Para que luego te digan que no aprendes nada en verano...

Imagen de perfil de Alex Aguilar

Aunque probablemente sea uno de tus modelos preferidos de la marca, es posible que no conozcas cómo nació el Porsche 356 Speedster. ¿Te apetece aprender un poco de Historia de la que le interesa a cualquier petrolhead -aquí nuestro test para que descubras si lo eres-? Pues sigue leyendo. 

Como ya deberías saber, el 356 -uno de los mejores Porsche de la Historia para nosotros- apareció en el mercado en 1948 con una carrocería roadster, un modesto pero voluntarioso bloque bóxer de cuatro cilindros y 35 CV de origen Volkswagen y un carácter deportivo muy difícil de encontrar entre sus rivales en el mercado. No tardó en cautivar a cualquier amante de la velocidad y muy pronto supo hacerse un hueco en un mercado que, tras el término de la Segunda Guerra Mundial, buscaba modelos más agresivos con los que poder disfrutar de la conducción. 

A subasta un 356 Speedster de 1957 con todos los extras: polvo y óxido incluidos

Max Hoffman, un hombre de negocios estadounidense enamorado del primer modelo de Porsche y con mucha visión fue el encargado de hacer llegar las primeras unidades al territorio yanqui en 1950, tras haber convencido a Ferry de que abrirse al mercado norteamericano podría ser una buena idea. Según se cuenta, el hijo del fundador de la firma afincada en Stuttgart tenía la esperanza de vender unos cinco coches al año allí... y Hoffman, haciendo gala del brabucón estilo de su país de origen a la hora de hacer negocios, le contestó: "si no soy capaz de vender cinco 356 a la semana, no me interesa vender nada". 

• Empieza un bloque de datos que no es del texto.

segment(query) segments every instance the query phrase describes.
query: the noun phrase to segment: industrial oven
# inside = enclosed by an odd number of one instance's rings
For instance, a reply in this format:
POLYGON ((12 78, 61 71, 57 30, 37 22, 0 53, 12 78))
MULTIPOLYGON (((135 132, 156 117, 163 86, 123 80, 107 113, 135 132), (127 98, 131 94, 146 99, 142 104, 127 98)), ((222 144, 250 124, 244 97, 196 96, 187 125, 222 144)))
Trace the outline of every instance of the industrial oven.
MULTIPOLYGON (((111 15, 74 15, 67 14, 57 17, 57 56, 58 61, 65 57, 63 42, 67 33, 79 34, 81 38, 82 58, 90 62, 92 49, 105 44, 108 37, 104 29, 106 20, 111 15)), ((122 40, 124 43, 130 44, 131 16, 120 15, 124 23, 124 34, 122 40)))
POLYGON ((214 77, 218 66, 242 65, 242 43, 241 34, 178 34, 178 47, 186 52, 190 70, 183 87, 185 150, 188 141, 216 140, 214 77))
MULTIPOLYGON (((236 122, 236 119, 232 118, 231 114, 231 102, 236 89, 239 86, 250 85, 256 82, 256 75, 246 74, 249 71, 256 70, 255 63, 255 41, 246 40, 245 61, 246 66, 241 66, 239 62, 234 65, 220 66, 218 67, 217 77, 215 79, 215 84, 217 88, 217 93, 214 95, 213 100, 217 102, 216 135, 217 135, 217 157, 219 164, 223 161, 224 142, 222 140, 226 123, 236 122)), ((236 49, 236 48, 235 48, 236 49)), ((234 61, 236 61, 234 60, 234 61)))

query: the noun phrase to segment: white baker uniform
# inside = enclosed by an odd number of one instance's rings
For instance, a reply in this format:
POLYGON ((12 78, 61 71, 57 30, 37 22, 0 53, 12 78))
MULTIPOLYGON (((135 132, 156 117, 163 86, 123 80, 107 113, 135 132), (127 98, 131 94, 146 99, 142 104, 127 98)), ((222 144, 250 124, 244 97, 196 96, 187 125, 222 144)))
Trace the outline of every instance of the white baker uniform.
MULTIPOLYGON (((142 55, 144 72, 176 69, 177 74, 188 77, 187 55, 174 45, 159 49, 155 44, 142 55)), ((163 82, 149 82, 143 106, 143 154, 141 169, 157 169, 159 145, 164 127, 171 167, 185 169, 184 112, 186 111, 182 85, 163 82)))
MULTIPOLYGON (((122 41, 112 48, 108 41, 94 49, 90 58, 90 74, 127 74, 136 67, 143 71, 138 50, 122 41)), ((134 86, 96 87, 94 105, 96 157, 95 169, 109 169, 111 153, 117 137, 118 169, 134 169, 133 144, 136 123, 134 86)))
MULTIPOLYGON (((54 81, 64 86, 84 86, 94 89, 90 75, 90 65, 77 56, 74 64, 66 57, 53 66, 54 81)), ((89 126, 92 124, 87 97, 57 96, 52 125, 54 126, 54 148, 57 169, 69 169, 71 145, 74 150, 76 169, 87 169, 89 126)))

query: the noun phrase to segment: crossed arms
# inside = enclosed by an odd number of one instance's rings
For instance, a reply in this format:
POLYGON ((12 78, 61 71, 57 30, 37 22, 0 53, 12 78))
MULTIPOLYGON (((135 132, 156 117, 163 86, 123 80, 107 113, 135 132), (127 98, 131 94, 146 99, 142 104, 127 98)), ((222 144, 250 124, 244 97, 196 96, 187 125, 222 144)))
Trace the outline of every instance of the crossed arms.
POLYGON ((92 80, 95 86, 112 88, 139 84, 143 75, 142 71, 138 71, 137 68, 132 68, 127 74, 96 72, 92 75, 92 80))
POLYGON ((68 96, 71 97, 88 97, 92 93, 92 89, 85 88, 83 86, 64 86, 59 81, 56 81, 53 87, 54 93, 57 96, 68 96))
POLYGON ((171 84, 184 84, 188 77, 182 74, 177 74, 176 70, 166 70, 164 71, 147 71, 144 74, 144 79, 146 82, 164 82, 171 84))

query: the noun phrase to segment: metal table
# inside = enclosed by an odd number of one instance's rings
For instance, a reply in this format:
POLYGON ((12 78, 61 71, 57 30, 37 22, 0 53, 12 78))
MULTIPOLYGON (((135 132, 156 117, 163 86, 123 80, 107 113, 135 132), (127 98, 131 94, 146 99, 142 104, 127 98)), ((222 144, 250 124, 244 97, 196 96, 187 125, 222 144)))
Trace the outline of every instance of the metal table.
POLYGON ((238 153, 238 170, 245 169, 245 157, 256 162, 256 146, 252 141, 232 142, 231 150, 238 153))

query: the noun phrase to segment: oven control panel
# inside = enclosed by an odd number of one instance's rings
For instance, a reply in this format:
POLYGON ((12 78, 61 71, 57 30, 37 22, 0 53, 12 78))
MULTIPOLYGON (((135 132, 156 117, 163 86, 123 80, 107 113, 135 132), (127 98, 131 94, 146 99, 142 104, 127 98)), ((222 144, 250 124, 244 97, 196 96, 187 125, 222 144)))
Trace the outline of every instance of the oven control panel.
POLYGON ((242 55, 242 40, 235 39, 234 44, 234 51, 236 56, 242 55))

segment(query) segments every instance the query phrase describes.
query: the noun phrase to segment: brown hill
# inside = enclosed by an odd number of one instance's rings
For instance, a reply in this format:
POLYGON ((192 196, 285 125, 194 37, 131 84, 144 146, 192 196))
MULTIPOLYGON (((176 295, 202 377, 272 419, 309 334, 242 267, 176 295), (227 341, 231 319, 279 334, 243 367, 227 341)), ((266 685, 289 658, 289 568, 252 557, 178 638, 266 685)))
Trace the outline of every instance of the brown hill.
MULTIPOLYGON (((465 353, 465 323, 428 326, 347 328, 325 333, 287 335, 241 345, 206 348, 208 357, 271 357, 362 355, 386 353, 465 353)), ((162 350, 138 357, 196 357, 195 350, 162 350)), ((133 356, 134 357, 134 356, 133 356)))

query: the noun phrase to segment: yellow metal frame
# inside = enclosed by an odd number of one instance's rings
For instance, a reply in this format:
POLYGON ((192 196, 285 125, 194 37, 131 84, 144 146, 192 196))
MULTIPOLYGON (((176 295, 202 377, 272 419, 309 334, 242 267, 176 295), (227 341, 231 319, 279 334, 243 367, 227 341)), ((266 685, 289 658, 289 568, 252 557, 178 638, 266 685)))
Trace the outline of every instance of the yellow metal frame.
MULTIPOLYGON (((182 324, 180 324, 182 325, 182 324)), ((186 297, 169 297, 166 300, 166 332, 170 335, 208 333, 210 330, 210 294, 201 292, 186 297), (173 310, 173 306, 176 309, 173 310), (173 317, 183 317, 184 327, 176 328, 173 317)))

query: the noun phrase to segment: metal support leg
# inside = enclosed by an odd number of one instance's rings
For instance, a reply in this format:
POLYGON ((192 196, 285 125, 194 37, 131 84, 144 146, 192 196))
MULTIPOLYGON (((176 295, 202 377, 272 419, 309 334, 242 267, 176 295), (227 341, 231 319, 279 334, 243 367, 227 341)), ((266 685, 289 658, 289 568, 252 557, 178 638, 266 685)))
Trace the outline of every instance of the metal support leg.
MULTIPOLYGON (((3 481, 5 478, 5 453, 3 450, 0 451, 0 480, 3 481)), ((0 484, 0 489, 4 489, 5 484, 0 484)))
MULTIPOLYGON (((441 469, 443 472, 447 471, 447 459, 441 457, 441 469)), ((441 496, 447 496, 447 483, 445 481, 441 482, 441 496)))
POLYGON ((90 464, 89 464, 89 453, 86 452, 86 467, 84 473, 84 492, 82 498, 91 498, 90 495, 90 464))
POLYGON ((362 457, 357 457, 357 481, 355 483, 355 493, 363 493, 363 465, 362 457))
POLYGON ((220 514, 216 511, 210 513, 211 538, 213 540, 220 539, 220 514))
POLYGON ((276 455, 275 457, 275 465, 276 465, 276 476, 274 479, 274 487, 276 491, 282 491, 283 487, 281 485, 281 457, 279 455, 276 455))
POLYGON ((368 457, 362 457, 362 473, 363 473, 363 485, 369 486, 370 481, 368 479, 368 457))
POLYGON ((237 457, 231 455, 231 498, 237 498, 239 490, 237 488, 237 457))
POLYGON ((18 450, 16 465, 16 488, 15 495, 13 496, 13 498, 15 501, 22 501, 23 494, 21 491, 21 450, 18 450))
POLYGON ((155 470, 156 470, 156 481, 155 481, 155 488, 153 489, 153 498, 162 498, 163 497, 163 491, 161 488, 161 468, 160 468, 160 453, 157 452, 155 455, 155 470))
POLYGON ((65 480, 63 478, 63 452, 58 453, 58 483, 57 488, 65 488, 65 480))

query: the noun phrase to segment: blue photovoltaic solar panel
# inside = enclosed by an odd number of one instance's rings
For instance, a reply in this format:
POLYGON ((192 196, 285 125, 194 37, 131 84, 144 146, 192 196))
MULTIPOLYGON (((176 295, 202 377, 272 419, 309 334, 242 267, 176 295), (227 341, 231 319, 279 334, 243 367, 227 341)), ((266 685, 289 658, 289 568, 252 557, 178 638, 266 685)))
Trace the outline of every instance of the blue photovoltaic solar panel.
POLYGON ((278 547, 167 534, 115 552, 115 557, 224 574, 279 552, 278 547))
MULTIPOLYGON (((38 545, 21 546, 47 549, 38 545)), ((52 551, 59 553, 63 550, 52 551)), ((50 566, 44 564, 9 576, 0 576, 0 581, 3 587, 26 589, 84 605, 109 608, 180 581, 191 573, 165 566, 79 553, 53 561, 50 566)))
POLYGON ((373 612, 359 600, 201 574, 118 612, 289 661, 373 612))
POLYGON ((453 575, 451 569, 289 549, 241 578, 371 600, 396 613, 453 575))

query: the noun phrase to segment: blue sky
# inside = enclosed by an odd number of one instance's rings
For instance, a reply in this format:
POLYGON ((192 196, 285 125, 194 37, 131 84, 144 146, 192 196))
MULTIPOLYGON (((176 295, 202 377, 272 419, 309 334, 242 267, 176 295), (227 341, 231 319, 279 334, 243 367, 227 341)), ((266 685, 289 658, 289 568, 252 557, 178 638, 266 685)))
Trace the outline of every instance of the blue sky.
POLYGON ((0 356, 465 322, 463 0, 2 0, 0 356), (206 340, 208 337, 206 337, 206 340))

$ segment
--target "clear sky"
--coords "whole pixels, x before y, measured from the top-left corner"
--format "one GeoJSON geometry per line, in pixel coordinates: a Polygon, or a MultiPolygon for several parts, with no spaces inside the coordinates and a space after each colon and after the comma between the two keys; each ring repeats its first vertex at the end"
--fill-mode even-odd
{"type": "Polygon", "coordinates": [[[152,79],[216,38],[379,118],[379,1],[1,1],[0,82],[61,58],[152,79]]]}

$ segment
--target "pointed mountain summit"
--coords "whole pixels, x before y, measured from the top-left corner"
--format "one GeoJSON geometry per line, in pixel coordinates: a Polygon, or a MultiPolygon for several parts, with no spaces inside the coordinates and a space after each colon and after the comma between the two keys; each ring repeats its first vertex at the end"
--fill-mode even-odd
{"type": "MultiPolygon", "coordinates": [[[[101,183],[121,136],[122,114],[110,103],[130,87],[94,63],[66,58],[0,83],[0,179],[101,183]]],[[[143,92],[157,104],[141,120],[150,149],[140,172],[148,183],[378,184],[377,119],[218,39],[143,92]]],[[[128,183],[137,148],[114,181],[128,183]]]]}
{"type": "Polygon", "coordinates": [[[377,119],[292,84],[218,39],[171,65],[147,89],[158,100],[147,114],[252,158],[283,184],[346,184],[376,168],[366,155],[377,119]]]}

Con la maquinaria para distribuir los coches puesta en marcha, llegó un momento crucial en la historia del primer emblema de la marca: era hora de lanzar una variante más sencilla, deportiva y asequible para el público más joven del país de las barras y estrellas. Denominado finalmente Porsche 356 Speedster, el nuevo modelo aparecido en 1954 se caracterizaba por tener un parabrisas 88 milímetros más bajo, más inclinado y curvo, una capota de lona muy poco práctica y unas ventanillas de plástico aligerado para colocarlas sobre ella. ¿El resultado? Un artefacto muy poco recomendable para ir todos los días a trabajar... pero brutalmente capaz a la hora de dibujar curvas en una carretera secundaria. Y en la cara de sus conductores, claro. 

Con un precio de 2.995 dólares, en un principio llegó asociado al bloque de 1,5 litros con 55 CV -70 en el modelo S-, gracias al cual el Porsche 356 Speedster era capaz de alcanzar los 160 km/h con una aceleración realmente contundente derivada de su poco peso. Poco después llegaría una variante apellidada Carrera que era capaz de ofrecer 110 CV con la misma cilindrada para, una vez aparecida la versión A del modelo normal, adoptar el mismo bloque 1.600 del resto de la gama con potencias de 60 y 75 CV. 

VÍDEO: la increíble historia del Porsche 356 con un millón de millas

El final de su vida llegaría sólo cuatro años después de su nacimiento, cuando en 1958 fue reemplazado por el 356 Convertible D, testigo del cambio de tendencia entre el público que ya no buscaría con el mismo interés modelos tan sencillos y orientados a la velocidad para centrarse en otros más completos... y mucho menos molones. ¿Quieres uno? Pues prepárate para pasarte unas cuantas tardes buscando... y aflojar no menos de lo que cuesta un 911 GT2 RS 2018. ¡Ay!